The final solution has been now serving the area for many years with a continuous, screw-type Siwertell unloader discharging coal onto a totally enclosed belt conveying system running through a new office building, over a public road and a railway, and into the Mainova power plant.
These installations, and many others, are part of a growing trend that sees the world’s swelling populations sprawl outwards towards ports and harbors, and once industrial wasteland being regenerated into prized real-estate. Therefore, industrially generated noise has to be considered to ensure harmony in these shared spaces.
One company that has taken this very seriously is Ørsted. In line with Denmark’s environmental regulations, when Bruks Siwertell delivered an ST 790-M high-capacity unloader to the company in 2013, it had to meet unusually strict requirements for noise levels. As a result, the unloader, which serves Ørsted’s Avedøre combined heat and power plant, was delivered with special sound-deadening upgrades fitted.
Once operational, Bruks Siwertell commissioned a Swedish urban planning consultancy and acoustics specialist to carry out noise-mapping tests at a number of points around the Siwertell unloader at Ørsted’s discharge berth in Copenhagen.
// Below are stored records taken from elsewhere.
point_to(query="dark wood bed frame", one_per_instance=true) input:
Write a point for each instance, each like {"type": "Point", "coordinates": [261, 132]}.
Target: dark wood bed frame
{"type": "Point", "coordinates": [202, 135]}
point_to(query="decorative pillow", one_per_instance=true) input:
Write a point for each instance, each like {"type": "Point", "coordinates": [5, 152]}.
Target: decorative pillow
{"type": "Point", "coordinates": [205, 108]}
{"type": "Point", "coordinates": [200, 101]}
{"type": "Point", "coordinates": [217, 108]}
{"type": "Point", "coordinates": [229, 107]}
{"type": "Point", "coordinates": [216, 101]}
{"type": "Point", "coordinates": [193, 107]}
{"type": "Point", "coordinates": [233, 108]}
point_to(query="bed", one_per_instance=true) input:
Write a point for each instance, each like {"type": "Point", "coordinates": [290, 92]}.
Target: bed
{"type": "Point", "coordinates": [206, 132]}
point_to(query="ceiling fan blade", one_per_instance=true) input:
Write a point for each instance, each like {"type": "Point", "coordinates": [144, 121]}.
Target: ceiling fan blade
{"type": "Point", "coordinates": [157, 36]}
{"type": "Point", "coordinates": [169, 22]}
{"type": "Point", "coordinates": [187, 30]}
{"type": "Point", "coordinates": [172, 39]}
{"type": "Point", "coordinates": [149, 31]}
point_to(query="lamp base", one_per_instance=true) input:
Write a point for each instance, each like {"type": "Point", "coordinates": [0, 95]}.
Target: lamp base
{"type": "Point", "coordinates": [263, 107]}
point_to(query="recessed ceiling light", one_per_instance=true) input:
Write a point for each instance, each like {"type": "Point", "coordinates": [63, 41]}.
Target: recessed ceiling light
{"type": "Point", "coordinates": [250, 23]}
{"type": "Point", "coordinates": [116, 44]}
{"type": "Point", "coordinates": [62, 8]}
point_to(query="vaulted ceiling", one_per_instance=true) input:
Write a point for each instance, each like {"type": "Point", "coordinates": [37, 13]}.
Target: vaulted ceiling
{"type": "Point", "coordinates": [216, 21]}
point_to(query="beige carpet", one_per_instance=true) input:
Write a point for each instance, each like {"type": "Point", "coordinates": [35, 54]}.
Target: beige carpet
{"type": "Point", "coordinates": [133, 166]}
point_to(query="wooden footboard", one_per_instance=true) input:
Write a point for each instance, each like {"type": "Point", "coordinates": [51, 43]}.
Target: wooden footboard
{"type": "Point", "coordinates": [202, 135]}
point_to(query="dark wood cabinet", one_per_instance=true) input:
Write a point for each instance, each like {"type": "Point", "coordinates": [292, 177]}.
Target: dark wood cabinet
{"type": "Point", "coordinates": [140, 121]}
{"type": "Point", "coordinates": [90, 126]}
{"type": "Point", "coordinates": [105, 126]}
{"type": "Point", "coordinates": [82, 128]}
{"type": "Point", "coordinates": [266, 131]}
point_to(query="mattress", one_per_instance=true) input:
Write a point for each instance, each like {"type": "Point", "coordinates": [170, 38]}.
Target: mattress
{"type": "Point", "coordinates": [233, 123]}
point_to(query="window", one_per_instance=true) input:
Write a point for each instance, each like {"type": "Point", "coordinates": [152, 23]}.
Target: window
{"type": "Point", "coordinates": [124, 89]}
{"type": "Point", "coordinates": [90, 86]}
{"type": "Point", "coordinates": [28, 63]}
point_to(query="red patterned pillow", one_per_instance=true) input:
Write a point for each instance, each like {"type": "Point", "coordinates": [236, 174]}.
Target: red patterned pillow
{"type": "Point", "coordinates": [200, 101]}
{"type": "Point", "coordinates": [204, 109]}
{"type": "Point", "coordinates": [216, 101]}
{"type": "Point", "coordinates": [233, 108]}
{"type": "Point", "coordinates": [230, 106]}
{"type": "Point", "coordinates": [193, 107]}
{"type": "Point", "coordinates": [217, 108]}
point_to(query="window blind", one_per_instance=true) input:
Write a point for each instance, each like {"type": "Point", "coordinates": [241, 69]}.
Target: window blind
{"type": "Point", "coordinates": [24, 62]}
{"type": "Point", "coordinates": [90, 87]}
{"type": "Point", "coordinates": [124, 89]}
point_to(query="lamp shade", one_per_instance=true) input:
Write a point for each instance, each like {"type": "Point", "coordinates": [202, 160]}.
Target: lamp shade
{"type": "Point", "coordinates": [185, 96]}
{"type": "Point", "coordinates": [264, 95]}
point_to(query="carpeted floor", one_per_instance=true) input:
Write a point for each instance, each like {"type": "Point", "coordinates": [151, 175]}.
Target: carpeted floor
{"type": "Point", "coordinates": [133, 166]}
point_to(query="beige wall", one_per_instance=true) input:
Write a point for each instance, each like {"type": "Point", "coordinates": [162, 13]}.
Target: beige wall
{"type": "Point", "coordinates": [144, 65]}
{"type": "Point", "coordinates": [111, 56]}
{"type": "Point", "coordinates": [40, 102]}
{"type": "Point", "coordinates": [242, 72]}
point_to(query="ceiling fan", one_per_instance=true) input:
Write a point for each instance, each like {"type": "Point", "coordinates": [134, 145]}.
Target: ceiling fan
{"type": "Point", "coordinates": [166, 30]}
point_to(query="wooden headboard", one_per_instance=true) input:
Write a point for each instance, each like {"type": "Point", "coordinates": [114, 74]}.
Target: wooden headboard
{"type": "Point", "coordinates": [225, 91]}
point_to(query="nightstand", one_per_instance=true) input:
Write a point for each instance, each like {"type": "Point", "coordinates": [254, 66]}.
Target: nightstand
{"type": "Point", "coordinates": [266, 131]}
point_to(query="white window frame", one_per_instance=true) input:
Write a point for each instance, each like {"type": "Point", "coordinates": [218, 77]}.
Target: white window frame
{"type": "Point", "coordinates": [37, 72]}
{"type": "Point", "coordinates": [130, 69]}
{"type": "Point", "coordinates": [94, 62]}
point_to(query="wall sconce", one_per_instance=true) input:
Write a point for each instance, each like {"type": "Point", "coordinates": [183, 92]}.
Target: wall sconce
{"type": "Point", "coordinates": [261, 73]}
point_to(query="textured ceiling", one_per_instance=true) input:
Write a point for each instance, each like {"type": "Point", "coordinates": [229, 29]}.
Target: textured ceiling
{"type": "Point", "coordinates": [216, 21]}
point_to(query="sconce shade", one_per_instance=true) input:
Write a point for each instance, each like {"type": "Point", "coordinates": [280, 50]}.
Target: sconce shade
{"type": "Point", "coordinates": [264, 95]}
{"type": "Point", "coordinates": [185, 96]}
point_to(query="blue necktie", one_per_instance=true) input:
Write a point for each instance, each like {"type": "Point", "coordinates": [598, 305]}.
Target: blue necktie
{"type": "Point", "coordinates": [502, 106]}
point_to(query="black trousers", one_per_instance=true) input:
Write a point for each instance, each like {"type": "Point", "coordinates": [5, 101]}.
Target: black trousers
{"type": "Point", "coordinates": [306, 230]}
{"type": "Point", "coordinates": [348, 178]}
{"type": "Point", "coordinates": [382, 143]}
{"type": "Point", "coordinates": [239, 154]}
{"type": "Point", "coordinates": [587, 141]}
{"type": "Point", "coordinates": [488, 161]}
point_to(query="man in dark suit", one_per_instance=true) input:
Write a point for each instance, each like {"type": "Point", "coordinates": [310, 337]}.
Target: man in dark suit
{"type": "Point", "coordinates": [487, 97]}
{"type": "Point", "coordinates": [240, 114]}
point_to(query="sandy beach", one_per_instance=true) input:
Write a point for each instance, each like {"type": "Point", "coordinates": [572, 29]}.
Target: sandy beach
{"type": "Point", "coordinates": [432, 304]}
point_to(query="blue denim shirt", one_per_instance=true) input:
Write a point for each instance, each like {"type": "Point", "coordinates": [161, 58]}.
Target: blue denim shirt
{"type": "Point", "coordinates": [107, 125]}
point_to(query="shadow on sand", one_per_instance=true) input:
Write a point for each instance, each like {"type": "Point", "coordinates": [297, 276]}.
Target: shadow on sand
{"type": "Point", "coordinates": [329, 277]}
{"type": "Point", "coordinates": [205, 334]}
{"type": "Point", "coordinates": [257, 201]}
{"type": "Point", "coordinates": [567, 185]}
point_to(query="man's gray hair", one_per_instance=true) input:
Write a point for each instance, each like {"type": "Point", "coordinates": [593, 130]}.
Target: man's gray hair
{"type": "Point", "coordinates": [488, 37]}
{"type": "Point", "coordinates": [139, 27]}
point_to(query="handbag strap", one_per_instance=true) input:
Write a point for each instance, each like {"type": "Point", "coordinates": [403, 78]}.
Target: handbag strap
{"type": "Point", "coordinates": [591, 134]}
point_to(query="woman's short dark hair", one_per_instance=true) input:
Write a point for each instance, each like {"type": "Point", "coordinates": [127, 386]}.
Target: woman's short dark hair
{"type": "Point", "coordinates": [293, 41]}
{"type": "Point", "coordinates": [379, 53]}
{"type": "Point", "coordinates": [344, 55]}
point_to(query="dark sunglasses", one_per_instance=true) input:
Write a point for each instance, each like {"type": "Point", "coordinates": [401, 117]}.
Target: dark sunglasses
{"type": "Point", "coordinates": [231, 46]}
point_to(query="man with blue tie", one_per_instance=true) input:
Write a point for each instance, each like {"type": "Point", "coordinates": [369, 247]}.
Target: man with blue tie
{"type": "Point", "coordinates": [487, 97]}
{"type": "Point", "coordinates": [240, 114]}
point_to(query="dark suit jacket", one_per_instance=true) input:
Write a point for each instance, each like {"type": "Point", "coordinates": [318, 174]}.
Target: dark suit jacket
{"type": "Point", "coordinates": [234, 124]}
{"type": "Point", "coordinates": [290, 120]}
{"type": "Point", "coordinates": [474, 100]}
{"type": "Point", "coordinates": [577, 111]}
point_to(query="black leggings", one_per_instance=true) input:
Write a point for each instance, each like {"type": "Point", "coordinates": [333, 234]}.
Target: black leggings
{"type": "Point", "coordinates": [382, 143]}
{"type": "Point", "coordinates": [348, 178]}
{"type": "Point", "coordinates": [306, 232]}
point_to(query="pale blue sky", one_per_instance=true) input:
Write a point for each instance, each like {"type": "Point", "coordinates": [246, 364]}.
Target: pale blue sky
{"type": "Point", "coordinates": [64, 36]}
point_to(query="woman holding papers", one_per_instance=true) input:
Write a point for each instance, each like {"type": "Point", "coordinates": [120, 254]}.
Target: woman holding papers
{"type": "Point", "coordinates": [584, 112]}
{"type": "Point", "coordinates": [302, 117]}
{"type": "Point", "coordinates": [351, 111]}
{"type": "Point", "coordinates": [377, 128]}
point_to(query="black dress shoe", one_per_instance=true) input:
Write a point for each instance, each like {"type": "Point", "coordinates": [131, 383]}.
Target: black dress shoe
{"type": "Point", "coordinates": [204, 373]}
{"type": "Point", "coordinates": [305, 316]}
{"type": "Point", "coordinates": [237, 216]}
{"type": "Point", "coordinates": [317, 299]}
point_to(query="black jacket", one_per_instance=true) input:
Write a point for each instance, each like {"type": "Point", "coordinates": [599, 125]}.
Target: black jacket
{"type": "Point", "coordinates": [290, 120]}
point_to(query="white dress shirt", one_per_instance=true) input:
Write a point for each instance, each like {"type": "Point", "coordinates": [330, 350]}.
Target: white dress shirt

The engineers measured the degree of noise from a Siwertell machine under a full workload, and the noise level inside the operator’s cab was also measured. Outdoor noise on the walkway between the quay and the operator cab was found to be 76 dBA (mean level), which is quieter than the average food blender and akin to living room music. Meanwhile, inside the operator’s cab, the sound was 50 dBA, only somewhat louder than a bird call or the ambient noise from a city at night.
In addition to our unloaders and loaders operating quietly, conveyors can be fitted with double cover plates, which not only ensures tighter dust control, but also dampens noise. Furthermore, cabins have well-insulated walls, protecting the operator from persistent noise exposure, and when working outside the cabin, using remote control operation, for example, noise-dampening upgrades also benefit these operators as well.
Looks are important too
Notwithstanding extreme temperatures, high prevailing winds, lightning strikes, earthquakes and environmental regulations, there are often restrictions placed on machinery for its aesthetic impact as well.
We encounter this consideration with many of our installations, again particularly those that operate within heavily populated areas, such as the previous examples of the Boliden ship loader installation, and the ship unloading system in Frankfurt.
Both these projects required particular attention to their architectural presence, ensuring that their introduction to the mixed-use landscape did not negatively impact surrounding buildings and the sites’ historic content.
We meet architectural needs through design, steel quality and the appearance of the steel structure, and ensure that terminals work with existing infrastructures. Furthermore, machines can always be painted in a desired color.
Installations can be made visible from the air by mounting a flight warning light on the machine, and camera-monitoring is also available as an additional adaption. We can even design bespoke cabin arrangements to ensure the best overall view of the unloading operation.
We know that every operation is different, but we also understand that every installation has to work in situ, accommodating environmental, geological and climatic considerations, as well as meeting any operator-specific requirements and the area’s governing legislation. This is why our technology is designed to be adapted, offering peak performance whatever the conditions; many operators are already benefiting from the advantages of our tailored solutions.